This week we have two vendor disclosures about the CodeMeter vulnerabilities from Bosch and 3S. There are four vendor disclosures for products from Mitsubishi (2), Yokogawa, and Eaton. We also have two researcher reports for vulnerabilities in products from Siemens and Aveva.
CodeMeter Advisories
Bosch published an advisory describing the CodeMeter vulnerabilities in their Rexroth Products. Bosch recommends updating the CodeMeter software. One Bosch update is available to mitigate the vulnerabilities.
3S published an advisory [.PDF download link] describing the CodeMeter vulnerabilities in a number of their products. 3S has new versions of CODESYS V3 that mitigates the vulnerability.
NOTE: This advisory would seem to indicate that the universe of vulnerable products is much larger than previously thought. Vendors using CODESYS products would not have known to check for the CodeMeter vulnerability in their systems.
Mitsubishi Advisories
Mitsubishi published an advisory describing a TCP/IP stack session management vulnerability in a number of their products. The vulnerabilities were reported by Ta-Lun Yen of Trend Micro via the Zero Day Initiative. Mitsubishi has new versions that mitigate the vulnerability in many of the affected products. There is no indication that Ta-Lun has been provided an opportunity to verify the efficacy of the fix.
Mitsubishi published an advisory describing the Ripple20 vulnerabilities in the WiFi interface for a number of their products. Mitsubishi provides generic workarounds for the vulnerabilities.
NOTE: There is no overlap in the product lists for the two advisories which would indicate that two different TCP/IP stacks are being used.
Yokogawa Advisory
Yokogawa published an advisory describing a classic buffer overflow vulnerability in their FA-M3 Programming Tool. The vulnerability has been reported by Parity Dynamics. Yokogawa has a new version that mitigates the vulnerability. There is no indication that the researchers have been provided an opportunity to verify the efficacy of the fix.
Eaton Advisory
Eaton published an advisory describing an uncontrolled search path element vulnerability in their 9000x programing and configuration software. The vulnerability was reported by Yongjun liu. Eaton has a new version that mitigates the vulnerability. There is no indication that Yongjun has been provided an opportunity to verify the efficacy of the fix.
Siemens Report
Otorio published a blog post describing two vulnerabilities in the Siemens PCS 7 products. According to the post Siemens will provide instruction to avoid the vulnerabilities in the “next update of SIMATIC PCS 7 Compendium Part F”.
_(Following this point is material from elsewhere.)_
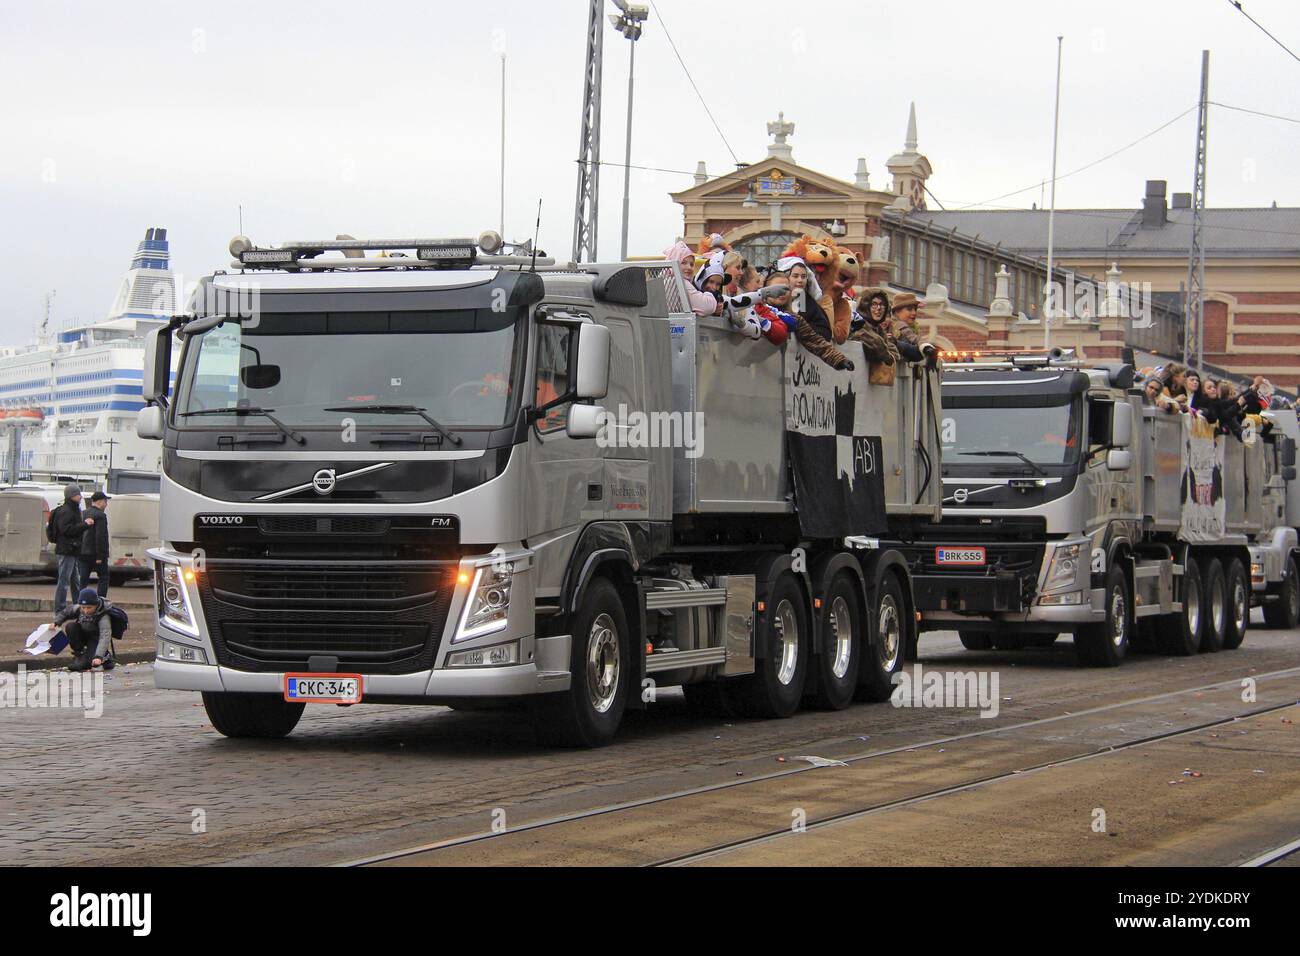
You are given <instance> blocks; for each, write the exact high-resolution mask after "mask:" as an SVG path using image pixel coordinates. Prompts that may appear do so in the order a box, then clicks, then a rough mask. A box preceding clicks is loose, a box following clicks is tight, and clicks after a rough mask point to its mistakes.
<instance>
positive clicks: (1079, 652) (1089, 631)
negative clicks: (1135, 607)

The two reported vulnerabilities are:
• A WinCC configuration flaw, and
• A PCS 7 configuration flaw.
NOTE: I cannot find a Siemens advisory that addresses similarly described vulnerabilities, but without a CVE number I cannot really be sure that Siemens has not addressed them.
Aveva Report
Talos published a
report describing three vulnerabilities in the Aveva Enterprise Data
Management Web data management platform. These vulnerabilities were previously
disclosed by Aveva. The Talos report includes proof-of-concept code.